Difficultés d'appréhension
Comment décrire la musique de Demon ? L'exercice s'avère plutôt complexe tellement le son prodigué par ce frenchie est original et différent des autres productions électroniques. Nous allons tout de même nous y essayer.

La french touch tourne en rond
Parlons donc des autres productions électroniques françaises. Si elle rencontrent un vif succès outre-Manche (Daft Punk, Modjo, SuperFunk, etc.) grâce à l'inépuisable phénomène de la french touch, en France elles tournent un peu en rond. Et oui, la musique ne se renouvelle pas, on reprend les mêmes et on recommence. Cet album de Demon pourrait être classé entre Homework (Daft Punk, 1997) et Paradise (Bob Sinclar, 1998) avec tout de même une petite touche de Play (Moby, 1999).
 Mais c'est se tromper que de classer cet album, il est tout bonnement inclassable. Il est demeure unique en se démarquant de ses "concurrents". Loin du son électro-House très en vogue actuellement (Benjamin Diamond, Daft Punk, Stardust, etc.), Midnight Funk dispense une musique groovy, entraînante et plutôt chaleureuse.

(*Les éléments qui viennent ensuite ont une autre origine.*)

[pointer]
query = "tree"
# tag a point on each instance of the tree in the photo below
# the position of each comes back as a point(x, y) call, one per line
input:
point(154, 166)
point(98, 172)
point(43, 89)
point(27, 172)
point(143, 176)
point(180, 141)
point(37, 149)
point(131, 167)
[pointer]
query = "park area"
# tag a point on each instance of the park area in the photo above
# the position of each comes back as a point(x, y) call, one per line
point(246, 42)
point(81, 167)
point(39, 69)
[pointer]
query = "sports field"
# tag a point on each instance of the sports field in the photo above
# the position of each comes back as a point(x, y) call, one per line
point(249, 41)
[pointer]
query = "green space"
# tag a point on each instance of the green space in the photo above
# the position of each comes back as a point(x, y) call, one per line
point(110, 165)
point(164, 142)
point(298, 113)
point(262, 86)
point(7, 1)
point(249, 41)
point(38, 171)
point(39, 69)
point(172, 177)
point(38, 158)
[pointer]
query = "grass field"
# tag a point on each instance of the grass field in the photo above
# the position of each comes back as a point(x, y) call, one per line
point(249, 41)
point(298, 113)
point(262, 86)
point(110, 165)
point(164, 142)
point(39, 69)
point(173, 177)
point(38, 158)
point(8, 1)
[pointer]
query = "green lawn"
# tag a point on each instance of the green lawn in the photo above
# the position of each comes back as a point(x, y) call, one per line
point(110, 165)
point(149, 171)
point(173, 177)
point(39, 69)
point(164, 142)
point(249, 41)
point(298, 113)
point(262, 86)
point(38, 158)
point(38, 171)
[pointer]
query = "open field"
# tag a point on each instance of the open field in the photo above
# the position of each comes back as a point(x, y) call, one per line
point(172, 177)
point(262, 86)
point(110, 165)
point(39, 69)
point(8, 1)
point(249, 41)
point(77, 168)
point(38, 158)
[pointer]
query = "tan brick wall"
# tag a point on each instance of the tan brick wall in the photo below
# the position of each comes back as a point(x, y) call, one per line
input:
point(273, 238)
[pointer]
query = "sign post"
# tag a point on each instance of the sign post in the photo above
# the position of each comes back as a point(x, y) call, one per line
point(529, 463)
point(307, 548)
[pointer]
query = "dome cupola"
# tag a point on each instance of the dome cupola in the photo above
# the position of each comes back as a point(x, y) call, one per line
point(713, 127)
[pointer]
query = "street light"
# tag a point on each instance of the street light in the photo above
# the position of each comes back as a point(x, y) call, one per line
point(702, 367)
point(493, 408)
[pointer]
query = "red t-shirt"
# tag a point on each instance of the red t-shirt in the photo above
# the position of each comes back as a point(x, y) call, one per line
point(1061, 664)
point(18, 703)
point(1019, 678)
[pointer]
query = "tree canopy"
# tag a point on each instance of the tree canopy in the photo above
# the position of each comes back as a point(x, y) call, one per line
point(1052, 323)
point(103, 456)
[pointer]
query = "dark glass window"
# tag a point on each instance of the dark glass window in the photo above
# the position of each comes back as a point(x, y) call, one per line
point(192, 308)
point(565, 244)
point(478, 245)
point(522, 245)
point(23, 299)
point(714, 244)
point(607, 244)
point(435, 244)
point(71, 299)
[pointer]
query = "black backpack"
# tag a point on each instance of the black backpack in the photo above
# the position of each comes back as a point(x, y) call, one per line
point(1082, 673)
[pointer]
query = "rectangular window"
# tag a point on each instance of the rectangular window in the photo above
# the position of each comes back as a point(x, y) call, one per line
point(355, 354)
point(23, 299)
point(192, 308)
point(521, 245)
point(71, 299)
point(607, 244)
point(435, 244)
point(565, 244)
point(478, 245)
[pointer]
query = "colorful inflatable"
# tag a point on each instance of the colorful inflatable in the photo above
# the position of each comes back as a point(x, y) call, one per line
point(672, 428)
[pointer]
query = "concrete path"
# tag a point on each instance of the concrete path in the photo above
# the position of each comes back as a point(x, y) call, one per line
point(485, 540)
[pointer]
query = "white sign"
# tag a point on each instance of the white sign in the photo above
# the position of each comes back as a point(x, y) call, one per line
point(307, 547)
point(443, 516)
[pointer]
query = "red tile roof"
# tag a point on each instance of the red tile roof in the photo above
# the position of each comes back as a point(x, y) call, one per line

Le combat acoustique / électronique
Demon réussit à donner une certaine vitalité à sa musique électronique. Autant la musique de type acoustique est chaleureuse et accueillante, autant la musique électronique reste désespérément frigide. Demon arrive donc à offrir la chaleur de la musique acoustique à la musique électronique dans un mélange savamment dosé de rythmes house, de voix suaves et d'harmonies aussi agréables que douces à écouter. Jamais on n'avait rencontré un album House aussi vivant. Midnight Funk ne représente pas vraiment une musique à danser, mais plutôt une musique à écouter du début à la fin pour apprendre ce qu'est une véritable musique électronique.
 A noter que le single "You are my high" avec Heathbreaker est totalement hors-sujet du reste de l'album. Il représente le seul et unique point négatif de cet album.

Demon, Midnight Funk. Small / Sony music. 115 FF à la Fnac.